[ssml] Re: [BiO BB] orthologs vs in-paralogs

Kevin Karplus karplus at soe.ucsc.edu
Fri Sep 5 13:37:35 EDT 2003


hz5 at njit.edu (haibo) wrote

> For all I know, besides the homolog part, the key difference is that ortholog  is
> same function in different species, while paralog is different function in  same
> species.

That is a probable consequence of orthology and paralogy, not the
definition.  With ancient paralogs (such as hemoglobin and myoglobin),
it is a useful property.  For recent paralogs (such as olfactory
receptors in rodents) it may not be that useful.

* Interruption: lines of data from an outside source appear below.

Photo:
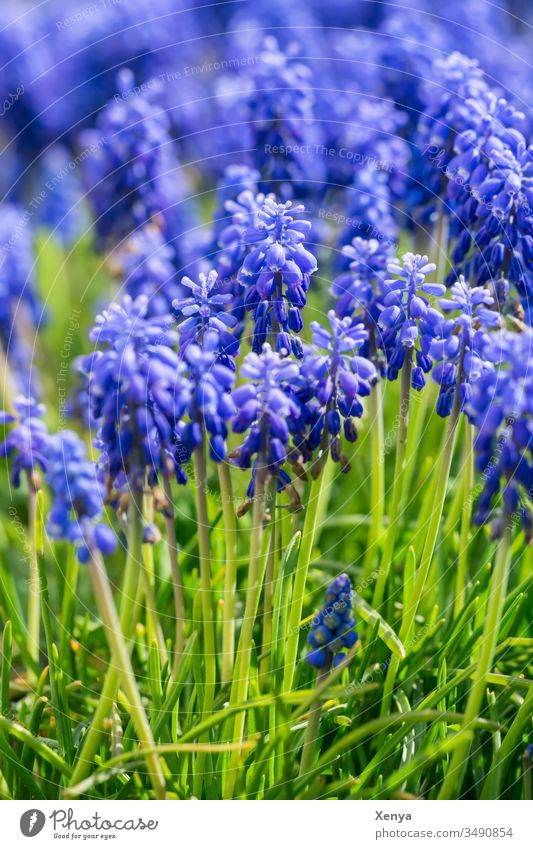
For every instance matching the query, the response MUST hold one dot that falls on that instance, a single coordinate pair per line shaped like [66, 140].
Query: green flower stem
[68, 602]
[155, 631]
[64, 727]
[129, 609]
[422, 573]
[377, 480]
[394, 513]
[300, 578]
[208, 623]
[177, 579]
[122, 663]
[34, 601]
[466, 515]
[256, 573]
[452, 784]
[311, 732]
[230, 578]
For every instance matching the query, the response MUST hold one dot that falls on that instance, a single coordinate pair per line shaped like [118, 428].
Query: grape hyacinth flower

The definitions I've seen are all a little bit vague---they do not
handle well large gene families in which a lot of duplication and gene
elimination occur.  In many cases, even if the definition is clear, we
often have no way of determining whether or not two members of such a
family in different species are orthologs.  The closest matches
between the species may have arisen from different copies in the
ancestral species, and hence be paralogs rather than orthologs.


Kevin Karplus 	karplus at soe.ucsc.edu	http://www.soe.ucsc.edu/~karplus
Professor of Computer Engineering, University of California, Santa Cruz
Undergraduate and Graduate Director, Bioinformatics
Affiliations for identification only.